No presente artigo pretendemos apresentar um estudo comparado dos resultados encontrados por duas etnografias realizadas em torno da questão do uso crônico de álcool e drogas entre moradores de regiões periféricas. Ao mesmo tempo, iremos expor as interpretações que os usuários e suas famílias tinham sobre as causas da dependência química. De antemão, é importante salientar que, nos dois cenários onde os autores fizeram suas etnografias, as explicações encontradas para a dependência química gravitavam em torno das elaborações religiosas do catolicismo e do pentecostalismo. No entanto, no primeiro caso, onde a experiência religiosa dos indivíduos se fundamentava sobre os preceitos do catolicismo carismático, identificamos uma retórica voltada para o uso da medicina e da ciência de maneira geral como estratégias para lidar com a questão do uso sistemático de drogas, ainda que a dependência química fosse vista como um resultado de fatores não só bioquímicos, mas também emocionais e religiosos. Por outro lado, o segundo contexto observado era mais influenciado por preceitos do catolicismo popular e do pentecostalismo e se referia ao uso de drogas como um fenômeno apenas de ordem mágico-religiosa, o que justificaria o uso de recursos mágico-religiosos para cuidar dos indivíduos usuários problemáticos de drogas.

Biografia do Autor

Janine Targino, Instituto Universitário de Pesquisas do Rio de Janeiro - IUPERJ
Possui bacharelado em Ciências Sociais (2008), licenciatura em Ciências Sociais (2008), mestrado em Ciências Sociais (2010) e doutorado em Ciências Sociais (2014) pela Universidade do Estado do Rio de Janeiro. Também possui pós-doutorado em Sociologia Política pela Universidade Estadual do Norte Fluminense Darcy Ribeiro (2018). Atualmente é professora no Programa de Pós-graduação em Sociologia Política do IUPERJ-UCAM., professora substituta na Universidade do Estado do Rio de Janeiro - UERJ e coordenadora de pesquisa vinculada à Rutgers University - New Jersey. Tem experiência em Sociologia e Antropologia, com ênfase em Sociologia da Religião e Antropologia da Religião, atuando principalmente nos seguintes temas: Pentecostalismo, Renovação Carismática Católica e discursos religiosos acerca da dependência química.
José Wellington de Souza, Universidade Federal de Juiz de Fora (UFJF)

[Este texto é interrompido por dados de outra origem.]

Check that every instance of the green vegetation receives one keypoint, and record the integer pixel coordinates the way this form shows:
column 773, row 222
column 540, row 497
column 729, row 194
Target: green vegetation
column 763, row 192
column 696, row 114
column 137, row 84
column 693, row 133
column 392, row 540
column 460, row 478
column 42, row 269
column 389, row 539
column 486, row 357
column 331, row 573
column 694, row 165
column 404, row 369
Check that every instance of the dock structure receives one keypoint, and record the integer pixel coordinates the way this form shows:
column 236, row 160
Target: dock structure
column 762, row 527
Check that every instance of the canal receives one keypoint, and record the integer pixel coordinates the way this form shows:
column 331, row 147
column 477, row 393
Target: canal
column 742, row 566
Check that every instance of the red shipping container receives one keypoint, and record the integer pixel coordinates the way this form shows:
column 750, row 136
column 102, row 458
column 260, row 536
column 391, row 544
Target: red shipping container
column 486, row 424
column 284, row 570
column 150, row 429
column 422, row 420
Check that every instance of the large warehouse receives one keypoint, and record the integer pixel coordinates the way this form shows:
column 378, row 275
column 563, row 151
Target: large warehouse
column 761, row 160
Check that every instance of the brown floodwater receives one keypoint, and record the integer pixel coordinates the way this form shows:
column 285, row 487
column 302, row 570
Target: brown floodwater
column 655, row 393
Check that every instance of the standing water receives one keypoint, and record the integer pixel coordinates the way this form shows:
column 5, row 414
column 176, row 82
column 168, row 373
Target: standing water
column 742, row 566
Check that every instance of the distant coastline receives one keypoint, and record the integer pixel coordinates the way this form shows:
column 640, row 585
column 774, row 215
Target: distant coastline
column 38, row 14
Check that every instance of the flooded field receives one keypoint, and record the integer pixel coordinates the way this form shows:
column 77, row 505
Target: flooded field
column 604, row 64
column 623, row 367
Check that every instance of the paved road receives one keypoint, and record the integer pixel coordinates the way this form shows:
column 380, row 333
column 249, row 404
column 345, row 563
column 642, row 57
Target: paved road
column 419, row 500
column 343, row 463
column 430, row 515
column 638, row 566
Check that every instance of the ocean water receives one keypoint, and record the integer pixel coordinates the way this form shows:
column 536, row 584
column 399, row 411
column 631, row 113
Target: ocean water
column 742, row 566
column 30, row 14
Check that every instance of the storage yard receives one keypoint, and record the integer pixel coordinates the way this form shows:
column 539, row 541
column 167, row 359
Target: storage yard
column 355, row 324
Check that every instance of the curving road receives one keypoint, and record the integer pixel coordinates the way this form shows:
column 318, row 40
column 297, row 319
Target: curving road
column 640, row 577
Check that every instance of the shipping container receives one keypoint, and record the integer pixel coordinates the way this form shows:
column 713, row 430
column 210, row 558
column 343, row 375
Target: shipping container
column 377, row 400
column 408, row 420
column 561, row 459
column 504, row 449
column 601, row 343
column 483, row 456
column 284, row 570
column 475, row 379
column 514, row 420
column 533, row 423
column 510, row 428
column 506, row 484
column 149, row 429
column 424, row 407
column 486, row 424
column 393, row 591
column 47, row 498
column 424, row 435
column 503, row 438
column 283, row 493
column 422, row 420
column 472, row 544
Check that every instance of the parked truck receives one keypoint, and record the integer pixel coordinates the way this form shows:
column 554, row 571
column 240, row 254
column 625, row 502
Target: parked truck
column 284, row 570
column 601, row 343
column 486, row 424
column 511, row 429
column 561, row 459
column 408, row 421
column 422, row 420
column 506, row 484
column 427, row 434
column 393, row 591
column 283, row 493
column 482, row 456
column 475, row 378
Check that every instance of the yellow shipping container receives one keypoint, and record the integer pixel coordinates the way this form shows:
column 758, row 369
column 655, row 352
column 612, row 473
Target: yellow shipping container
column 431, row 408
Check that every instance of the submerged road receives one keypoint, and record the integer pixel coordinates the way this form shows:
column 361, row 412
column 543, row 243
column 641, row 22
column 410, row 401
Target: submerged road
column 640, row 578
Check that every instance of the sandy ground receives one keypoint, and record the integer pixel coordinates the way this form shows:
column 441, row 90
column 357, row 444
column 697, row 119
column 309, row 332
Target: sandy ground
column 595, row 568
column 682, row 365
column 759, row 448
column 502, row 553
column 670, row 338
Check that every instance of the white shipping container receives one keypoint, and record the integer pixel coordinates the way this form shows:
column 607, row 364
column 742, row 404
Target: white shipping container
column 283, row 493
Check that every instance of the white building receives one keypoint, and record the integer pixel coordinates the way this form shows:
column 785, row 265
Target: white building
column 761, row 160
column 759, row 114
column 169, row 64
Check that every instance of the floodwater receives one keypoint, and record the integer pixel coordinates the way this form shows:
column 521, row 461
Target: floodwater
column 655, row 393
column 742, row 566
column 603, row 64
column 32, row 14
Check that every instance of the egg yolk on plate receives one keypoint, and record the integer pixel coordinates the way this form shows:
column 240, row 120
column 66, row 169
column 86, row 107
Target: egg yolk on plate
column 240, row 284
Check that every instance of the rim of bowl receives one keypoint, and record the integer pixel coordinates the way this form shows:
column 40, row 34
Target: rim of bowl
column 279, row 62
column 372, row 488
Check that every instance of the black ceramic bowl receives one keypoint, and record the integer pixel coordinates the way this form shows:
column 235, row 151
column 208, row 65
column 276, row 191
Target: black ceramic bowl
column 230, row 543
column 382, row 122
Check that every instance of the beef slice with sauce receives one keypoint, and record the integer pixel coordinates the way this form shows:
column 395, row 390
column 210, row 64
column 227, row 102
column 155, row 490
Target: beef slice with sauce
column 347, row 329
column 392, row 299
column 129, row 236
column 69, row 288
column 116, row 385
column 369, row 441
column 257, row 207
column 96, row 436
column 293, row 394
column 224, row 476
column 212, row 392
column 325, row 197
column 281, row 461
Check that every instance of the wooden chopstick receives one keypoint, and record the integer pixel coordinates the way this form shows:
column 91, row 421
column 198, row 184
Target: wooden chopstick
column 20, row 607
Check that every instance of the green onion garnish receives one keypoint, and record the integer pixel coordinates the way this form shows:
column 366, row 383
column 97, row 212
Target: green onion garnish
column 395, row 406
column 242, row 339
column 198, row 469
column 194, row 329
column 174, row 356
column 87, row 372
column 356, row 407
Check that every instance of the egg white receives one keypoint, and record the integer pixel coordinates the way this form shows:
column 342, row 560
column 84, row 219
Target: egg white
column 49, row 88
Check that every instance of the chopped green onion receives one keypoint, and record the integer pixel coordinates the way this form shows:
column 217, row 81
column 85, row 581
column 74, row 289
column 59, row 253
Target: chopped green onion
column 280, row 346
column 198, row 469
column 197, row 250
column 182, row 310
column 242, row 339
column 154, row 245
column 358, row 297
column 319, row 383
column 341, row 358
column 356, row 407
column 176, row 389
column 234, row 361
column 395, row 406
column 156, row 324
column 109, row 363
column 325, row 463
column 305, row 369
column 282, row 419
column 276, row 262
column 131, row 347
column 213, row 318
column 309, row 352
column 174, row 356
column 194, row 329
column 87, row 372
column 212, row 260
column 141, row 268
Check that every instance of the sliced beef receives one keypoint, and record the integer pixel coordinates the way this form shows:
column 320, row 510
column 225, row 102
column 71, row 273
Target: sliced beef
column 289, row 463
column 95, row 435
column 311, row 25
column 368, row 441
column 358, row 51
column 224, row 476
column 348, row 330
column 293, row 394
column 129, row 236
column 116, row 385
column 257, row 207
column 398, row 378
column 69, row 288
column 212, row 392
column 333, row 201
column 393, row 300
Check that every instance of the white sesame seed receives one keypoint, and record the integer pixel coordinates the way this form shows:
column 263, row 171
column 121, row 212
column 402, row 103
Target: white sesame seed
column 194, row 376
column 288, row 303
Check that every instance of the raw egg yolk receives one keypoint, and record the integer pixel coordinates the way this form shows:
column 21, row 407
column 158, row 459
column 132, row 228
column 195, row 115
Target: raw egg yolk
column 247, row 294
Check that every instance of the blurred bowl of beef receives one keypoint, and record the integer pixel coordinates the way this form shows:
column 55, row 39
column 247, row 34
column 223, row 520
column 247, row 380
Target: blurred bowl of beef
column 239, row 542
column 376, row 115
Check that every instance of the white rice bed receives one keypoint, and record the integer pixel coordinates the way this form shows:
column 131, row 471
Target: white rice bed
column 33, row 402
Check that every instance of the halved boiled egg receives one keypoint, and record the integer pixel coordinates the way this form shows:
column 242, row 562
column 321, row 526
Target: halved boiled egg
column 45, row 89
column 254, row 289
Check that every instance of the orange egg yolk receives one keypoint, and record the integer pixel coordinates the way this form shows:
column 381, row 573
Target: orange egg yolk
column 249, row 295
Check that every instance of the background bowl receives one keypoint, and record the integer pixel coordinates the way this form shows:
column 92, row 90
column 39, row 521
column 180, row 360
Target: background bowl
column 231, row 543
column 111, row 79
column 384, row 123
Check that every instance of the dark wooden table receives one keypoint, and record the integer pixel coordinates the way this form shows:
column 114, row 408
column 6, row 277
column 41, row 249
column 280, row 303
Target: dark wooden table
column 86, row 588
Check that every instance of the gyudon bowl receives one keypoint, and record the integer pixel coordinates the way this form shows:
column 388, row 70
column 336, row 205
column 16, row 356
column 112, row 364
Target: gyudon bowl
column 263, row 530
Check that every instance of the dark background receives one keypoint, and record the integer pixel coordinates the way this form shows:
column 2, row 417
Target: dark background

Graduado em Ciências Sociais pela Universidade Federal de Juiz de Fora, (2006), mestre em Ciência da Religião pelo PPCIR da Universidade Federal de Juiz de Fora (2010) com desenvolvimento de trabalho etnográfico sobre catolicismo rural e desagregação social, e doutor em Ciências Sociais pelo Programa de Pós-Graduação em Ciências Sociais na Universidade Federal de Juiz de Fora, trabalhando com sociologia da cultura , pensamento social brasileiro e sociologia dos intelectuais, com tese sobre "raça" e "eugenia" na obra de Monteiro Lobato (2017). Fui professor de sociologia nos três anos do ensino médio na rede publica de Juiz de Fora-MG de Abril de 2010 a Março de 2013.